The Polish soldiers, in fact, could not march to reach their martyred country, then given to Stalin under the Yalta arrangements. So many of them, if they had gone back to their territories (eastern), would not even have found their homeland Poland there. The heroes of Montecassino, according to communist propaganda, became the ''Anders' fascists'', ''mercenaries'' of the British and Americans. The general, just like thousands of his fellowcountrymen wearing an uniform, was exiled. Both he and many of his soldiers came to know the Soviet Gulags, and Anders himself had been tortured in the cells of the notorious Lubjanka prison.
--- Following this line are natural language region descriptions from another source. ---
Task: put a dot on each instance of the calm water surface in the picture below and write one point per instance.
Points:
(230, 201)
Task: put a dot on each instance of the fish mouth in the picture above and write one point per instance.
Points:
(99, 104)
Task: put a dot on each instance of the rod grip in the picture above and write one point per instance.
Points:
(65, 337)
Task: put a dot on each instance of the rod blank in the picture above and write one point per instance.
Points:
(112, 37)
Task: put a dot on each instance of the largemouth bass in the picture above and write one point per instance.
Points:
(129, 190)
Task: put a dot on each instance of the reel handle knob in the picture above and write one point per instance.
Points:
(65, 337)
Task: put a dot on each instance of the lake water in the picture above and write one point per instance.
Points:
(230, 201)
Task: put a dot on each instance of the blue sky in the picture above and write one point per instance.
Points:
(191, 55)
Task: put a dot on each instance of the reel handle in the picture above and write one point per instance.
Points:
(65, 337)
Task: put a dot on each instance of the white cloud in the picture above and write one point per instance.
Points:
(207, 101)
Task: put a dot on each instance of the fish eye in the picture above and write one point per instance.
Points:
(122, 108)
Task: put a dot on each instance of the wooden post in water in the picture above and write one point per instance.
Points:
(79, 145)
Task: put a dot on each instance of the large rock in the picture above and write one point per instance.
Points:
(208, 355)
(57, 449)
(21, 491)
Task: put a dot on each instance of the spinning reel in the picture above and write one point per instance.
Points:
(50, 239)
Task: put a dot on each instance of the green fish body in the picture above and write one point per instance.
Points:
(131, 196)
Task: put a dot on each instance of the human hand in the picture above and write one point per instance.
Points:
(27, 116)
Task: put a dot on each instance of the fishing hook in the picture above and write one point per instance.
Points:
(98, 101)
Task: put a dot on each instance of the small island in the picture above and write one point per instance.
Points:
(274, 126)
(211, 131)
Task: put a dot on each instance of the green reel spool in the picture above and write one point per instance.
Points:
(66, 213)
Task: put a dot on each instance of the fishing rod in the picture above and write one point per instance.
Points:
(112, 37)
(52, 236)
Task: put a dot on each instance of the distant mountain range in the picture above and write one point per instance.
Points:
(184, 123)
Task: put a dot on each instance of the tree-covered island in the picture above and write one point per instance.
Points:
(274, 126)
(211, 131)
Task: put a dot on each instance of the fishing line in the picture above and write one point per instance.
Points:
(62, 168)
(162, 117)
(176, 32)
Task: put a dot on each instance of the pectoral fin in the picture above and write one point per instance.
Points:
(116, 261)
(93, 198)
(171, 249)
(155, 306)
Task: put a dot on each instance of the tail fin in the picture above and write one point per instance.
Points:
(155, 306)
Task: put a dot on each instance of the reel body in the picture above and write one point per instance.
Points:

The latest will of the general, who died in exile in London on May 12, 1970, was to to be buried alongside his soldiers in Montecassino. Until 1989, the Communist Polish authorities during the ceremonies celebrating the battle avoided the tombs of Anders and his relatives. Then the wind of history has shifted. On May 18, the anniversary of the last and crucial battle of Montecassino, is also the anniversary of the birth of Wojtyla, the Pope who was able to catalyse his people's impetus for freedom.